For bankruptcy law and practice in the United States, it is pretty distinctive and
fascinating, as debtors are permitted to file any relevant act that can convert them from
bankruptcy till, they get their businesses back on track and recover financially. Malaysia has
only two options for winding up a company, either voluntary or compulsory, and the process
is the same regardless of the nature of the business. In contrast, the United States has six options
for winding up, including Chapter 7, Chapter 9, Chapter 11, Chapter 12, Chapter 13, and
Chapter 15, which can be filed according to the nature of the business, thereby making the
process of winding up more complex. Still, the goal of liquidation in both nations is to assist
both debtors and creditors in resolving their respective monetary issues in accordance with the
applicable law. The factors of winding up and bankruptcy for both countries are similar, which
is inability to pay debt or insolvency, the difference between these two countries is just the
procedure of winding up and liquidation only.
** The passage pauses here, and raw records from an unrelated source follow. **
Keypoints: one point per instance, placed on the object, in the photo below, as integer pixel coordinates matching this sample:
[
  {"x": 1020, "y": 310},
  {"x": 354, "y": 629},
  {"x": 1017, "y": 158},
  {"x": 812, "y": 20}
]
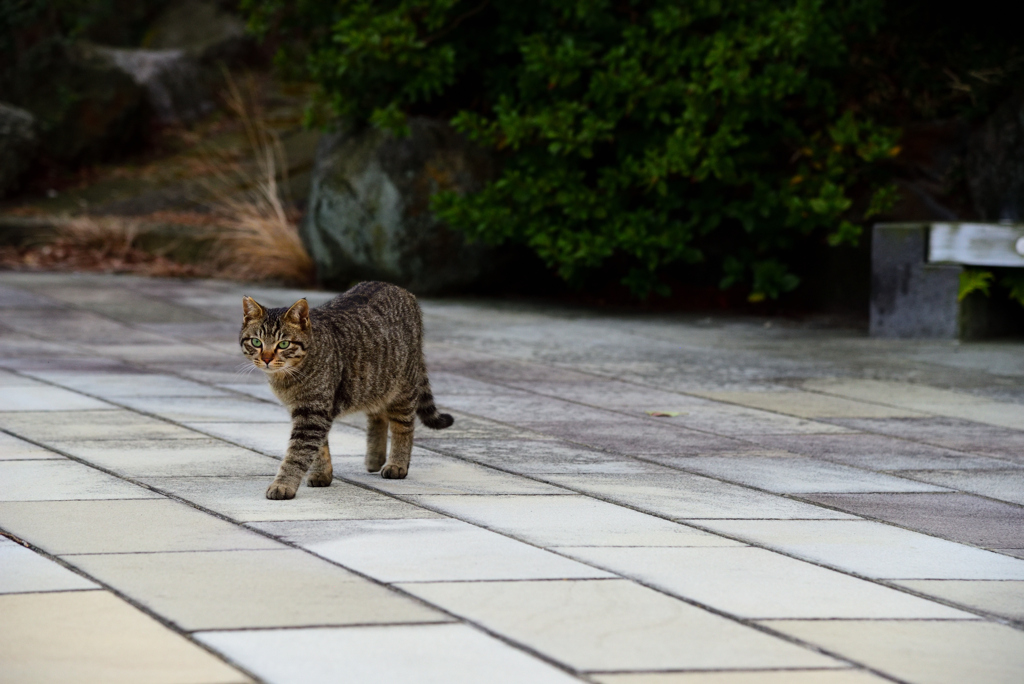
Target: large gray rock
[
  {"x": 369, "y": 214},
  {"x": 17, "y": 145},
  {"x": 86, "y": 110},
  {"x": 202, "y": 29},
  {"x": 175, "y": 89},
  {"x": 995, "y": 164}
]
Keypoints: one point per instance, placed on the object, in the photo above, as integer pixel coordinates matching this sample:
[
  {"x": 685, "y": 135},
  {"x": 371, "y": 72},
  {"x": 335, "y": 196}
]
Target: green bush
[{"x": 642, "y": 134}]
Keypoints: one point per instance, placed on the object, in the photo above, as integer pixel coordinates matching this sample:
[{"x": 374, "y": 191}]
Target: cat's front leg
[
  {"x": 322, "y": 474},
  {"x": 309, "y": 430},
  {"x": 376, "y": 442}
]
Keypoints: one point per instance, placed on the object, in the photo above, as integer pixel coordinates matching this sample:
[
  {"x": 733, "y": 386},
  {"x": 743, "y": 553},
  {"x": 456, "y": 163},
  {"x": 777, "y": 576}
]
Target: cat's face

Therefore, this page is designed to tell employers and external users that even if a person
registered and founded a business in a foreign country, they still have a statute that they can
refer to and recognise. Certainly, winding up is highly traumatic, and even being notified in its
presence can crush your heart. After taking the time to complete the research, there are a few
suggestions on how to avoid filing for bankruptcy. Initially, they believed that they would have
to deal with a number of obstacles, such as re-entering the courthouse and managing several
documents. First, it is required to construct a budget and cut costs that are not deemed essential
by imagining that every cent and dollar is being counted. Aside from that, it is strongly
recommended that you optimize your profit by accepting any available job opportunity, such
as freelancing in your spare time. Next, negotiate with the creditor by involving a third party,
such as a debt relief company, in order to reduce the overall debt. The approach involves
agreeing to pay half of the debt immediately and waiving the remaining balance with the
expectation that creditors will receive nothing. Finally, do not hesitate to seek assistance from
a credit counselling firm that charges a small cost and can help you avoid debt.
In addition, Malaysia may need to consider a few U.S. legislation with suitable
revisions in winding up, particularly in reorganisation by legitimate courts. Putting this into
practise can not only lessen the number of bankruptcies filed in Malaysia, but also boost the
country's economy and open up more job opportunities.